With Matt Porter of Qbase, we explore below some Frequently asked questions about Artificial Intelligence and Machine Learning in Database Marketing. Read through below, and also reach out to us if you need answers to a different question from our experts.
What is Artificial Intelligence (AI)?
There are two simple elements which make up AI. Moreover, they tend to be confusing. Therefore, let me define for you how I see AI because there are two clear and different approaches.
Definition of Machine Learning (ML)
Machine learning (ML) is the implementation or usage of computer algorithms that improve automatically through experience. But ML is not artificial intelligence. This despite many companies jumping on the current bandwagon and claiming that their tools use artificial intelligence.
The fact is, they are using ML and calling it AI. ML is where a computer churns through multiple algorithms to produce a result. Furthermore, it can even tell you what the best result is.
Definition of Artificial Intelligence (AI)
Artificial intelligence (AI) is where the computer then uses the best result and makes a decision. In short, it takes action in part due to that result without any human involvement.
Let us apply this to the world of marketing. Companies are holding terabytes of data these days and it is forever growing. A large part of this data is customer communication and interaction across multiple platforms like:
- social media;
- their website;
- phone call logs;
- postal campaigns;
- customer feedback and;
- complaints, to name a few!
ML is able to analyse across all datasets, detecting various failures and successes. AI would take the learnings from ML and apply those to optimise current and future marketing campaigns or change existing campaigns, allowing companies to respond more quickly to their customers’ behaviour.
Combining ML and AI makes marketing more sophisticated, allowing us to interact with people on a more personal basis, treating them as an individual rather than part of a larger segment.
How do I actually use Artificial Intelligence (AI)?
I am quite lucky in that Qbase is partnered with several technologies that have embedded ML and AI into their tools, which make my job easier and very exciting. Two partnerships I work particularly closely with is the Apteco Marketing Suite and Sisense.
The Apteco Marketing Suite is a campaign selection and analytics platform, where I can perform exploratory analysis on datasets to use in predictive models. Through recent developments in the FastStats tool, I can identify from transactional data, what behaviours are important and help classify those transactions into meaningful groups by a few clicks of a button. In other tools, this usually requires a lot of code writing or time developing tests.
Models can be set into a state of ‘always learning’, where the model coefficients are constantly re-evaluated. Apteco has developed the Best Next Action module which then analyses patterns of transactional data and provides recommendations on what to do next. This can be across different levels of transactional data and provide recommendations on the next channel, message, or product.
Adding PeopleStage for Artificial Intelligence and Machine Learning in Database Marketing
Combining the analytic power of FastStats with another Apteco product, PeopleStage, audience parameters can be used to make decisions on which model is best for that individual, indicating which journey the individual should take and creating a truly personalised interaction.
Business Intelligence platforms help businesses to understand what is happening through insight and analytics. These platforms provide access to data on a large scale and can distribute insight to a wide proportion of the workforce.
What inevitably happens when you share insight, is follow up questions. Accordingly, when you have many people throwing questions your way you need a way to quickly answer the low hanging fruit so you can get to the more complex and often interesting insight. With typical BI tools people can find the answers themselves, by being able to drill down into the dashboard, but this is limited.

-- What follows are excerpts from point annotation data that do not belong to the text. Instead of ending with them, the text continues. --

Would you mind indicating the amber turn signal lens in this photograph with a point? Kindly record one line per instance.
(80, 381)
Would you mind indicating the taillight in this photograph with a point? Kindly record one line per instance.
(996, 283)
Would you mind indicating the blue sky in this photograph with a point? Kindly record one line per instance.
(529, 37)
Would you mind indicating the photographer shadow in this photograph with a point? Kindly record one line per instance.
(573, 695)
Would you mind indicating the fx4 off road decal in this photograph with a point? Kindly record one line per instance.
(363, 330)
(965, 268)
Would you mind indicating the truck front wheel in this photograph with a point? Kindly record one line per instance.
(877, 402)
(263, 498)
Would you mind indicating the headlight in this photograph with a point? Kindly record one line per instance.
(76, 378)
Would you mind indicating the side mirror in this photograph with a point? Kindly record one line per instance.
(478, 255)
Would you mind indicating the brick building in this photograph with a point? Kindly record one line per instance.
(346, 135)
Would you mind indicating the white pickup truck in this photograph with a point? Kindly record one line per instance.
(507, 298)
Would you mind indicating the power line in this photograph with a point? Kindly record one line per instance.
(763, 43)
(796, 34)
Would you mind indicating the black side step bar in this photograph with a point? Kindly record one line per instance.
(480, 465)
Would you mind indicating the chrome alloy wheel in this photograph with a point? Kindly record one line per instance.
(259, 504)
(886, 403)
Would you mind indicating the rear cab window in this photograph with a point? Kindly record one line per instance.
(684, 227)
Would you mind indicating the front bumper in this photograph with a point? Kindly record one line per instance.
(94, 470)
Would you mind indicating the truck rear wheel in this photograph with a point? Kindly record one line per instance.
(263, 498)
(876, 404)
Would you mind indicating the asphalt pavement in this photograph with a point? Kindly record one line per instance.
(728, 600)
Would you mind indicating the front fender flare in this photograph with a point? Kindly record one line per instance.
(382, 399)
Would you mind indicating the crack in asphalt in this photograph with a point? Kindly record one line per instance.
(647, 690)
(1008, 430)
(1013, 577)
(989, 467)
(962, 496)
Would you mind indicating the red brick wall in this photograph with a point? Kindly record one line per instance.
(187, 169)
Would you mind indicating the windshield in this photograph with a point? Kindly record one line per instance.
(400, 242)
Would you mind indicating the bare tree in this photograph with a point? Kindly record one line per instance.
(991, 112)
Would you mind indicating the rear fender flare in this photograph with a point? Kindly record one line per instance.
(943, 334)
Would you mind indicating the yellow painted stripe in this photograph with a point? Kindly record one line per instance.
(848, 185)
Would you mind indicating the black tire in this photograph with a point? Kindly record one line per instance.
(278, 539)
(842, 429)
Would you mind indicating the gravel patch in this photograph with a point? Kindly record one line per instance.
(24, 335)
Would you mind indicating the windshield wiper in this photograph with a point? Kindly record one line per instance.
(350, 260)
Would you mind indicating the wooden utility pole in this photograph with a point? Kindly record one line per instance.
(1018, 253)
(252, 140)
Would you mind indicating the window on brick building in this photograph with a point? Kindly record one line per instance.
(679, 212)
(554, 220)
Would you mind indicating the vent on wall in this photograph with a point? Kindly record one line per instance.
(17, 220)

Adding Sisense for Artificial Intelligence and Machine Learning in Database Marketing
However, what Sisense can do is go beyond the filters in a dashboard and allow you to search within the entire data model that sits behind the dashboard.

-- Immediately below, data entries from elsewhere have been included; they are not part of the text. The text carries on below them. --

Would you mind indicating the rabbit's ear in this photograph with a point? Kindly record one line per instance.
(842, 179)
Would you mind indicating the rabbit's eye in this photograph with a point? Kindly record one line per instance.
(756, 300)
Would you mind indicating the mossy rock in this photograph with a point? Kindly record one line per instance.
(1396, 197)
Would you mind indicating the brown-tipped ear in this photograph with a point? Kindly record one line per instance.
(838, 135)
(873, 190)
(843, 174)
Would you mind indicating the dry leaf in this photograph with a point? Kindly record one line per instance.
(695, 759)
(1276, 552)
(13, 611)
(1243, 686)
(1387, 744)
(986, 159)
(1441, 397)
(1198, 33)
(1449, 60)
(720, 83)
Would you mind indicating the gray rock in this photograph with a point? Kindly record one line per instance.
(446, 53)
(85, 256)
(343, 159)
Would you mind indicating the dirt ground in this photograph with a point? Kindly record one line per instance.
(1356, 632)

But where this becomes really exciting is Sisense’s use of AI in their Natural Language Querying ‘ask me anything’ button, which allows you to write a question as if you were talking to a human being and Sisense will go and explore the data model and present you the answer. It’s like “Ask Jeeves” has been reincarnated but for insight!
Where is the AI you are asking here? Well if you look under the hood, you will see that the Natural Language Query algorithms are building a library of terminology and mapping them to the fields within your data model, continuously learning which is the most appropriate mapping to the data. Different departments and people often use their own terminology. Over time, the NLQ learns and builds that library for you.

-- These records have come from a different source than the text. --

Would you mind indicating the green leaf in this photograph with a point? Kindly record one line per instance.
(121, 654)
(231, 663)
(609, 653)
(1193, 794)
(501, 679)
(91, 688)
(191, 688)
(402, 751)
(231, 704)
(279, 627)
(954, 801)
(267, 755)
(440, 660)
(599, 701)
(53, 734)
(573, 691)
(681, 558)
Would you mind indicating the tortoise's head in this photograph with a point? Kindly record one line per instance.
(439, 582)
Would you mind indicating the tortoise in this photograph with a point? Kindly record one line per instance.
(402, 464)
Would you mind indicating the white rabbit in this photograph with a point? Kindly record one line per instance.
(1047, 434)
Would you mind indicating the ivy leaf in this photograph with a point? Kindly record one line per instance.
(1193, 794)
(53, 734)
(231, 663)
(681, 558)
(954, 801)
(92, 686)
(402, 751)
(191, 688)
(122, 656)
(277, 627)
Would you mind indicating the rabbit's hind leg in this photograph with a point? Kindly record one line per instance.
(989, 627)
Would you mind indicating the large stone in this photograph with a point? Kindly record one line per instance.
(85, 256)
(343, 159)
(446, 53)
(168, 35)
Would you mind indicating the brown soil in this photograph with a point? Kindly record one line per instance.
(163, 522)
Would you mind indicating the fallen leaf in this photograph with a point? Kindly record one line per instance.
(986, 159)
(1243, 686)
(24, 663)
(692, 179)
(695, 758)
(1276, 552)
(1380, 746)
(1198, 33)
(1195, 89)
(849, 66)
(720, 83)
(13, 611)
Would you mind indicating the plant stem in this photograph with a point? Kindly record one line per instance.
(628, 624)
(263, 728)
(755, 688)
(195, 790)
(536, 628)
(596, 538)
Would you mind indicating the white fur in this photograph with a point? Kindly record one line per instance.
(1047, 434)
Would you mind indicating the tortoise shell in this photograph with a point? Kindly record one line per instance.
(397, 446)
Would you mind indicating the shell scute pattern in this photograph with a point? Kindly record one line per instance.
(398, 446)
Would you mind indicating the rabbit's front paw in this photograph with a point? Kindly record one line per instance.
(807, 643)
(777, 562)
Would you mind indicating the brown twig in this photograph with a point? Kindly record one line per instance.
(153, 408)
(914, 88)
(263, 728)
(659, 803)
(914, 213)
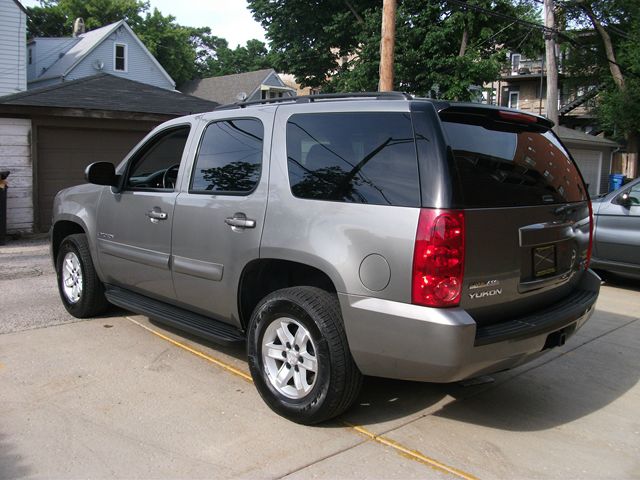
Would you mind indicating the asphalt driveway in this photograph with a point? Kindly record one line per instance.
(122, 397)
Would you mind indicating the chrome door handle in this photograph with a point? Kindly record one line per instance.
(155, 215)
(239, 220)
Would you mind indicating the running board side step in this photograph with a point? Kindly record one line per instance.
(199, 325)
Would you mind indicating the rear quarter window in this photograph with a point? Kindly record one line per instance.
(496, 166)
(365, 157)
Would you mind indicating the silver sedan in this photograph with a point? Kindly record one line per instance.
(616, 246)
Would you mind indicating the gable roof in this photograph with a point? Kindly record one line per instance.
(88, 42)
(226, 88)
(110, 93)
(20, 6)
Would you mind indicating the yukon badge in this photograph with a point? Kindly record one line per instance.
(486, 293)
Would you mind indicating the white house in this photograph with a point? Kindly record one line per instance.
(114, 49)
(13, 34)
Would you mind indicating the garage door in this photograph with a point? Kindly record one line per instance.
(64, 153)
(590, 164)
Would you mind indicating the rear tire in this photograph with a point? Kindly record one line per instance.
(81, 290)
(299, 356)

How should you use Artificial Intelligence (AI)?
There is AI and ML embedded in a lot of tools today, but people are either scared of using it thinking it will replace them one day, they don’t know how to use a particular module or tool, or they are not even aware that the functionality exists.
I see the use of AI and ML only making my job more interesting and saving me time. It is helping me surface insights quicker and take action by suggesting what to do next. It is helping me churn through large datasets to help me understand what is useful and help me to prioritise where to invest my time. But at the end of the day, it is helping me maximise my skills rather than replace them.
You should do so, too. Just 22% of marketers are using AI (according to Forbes and Salesforce). Therefore, there’s definitely an opportunity for you and your organisation to benefit from it.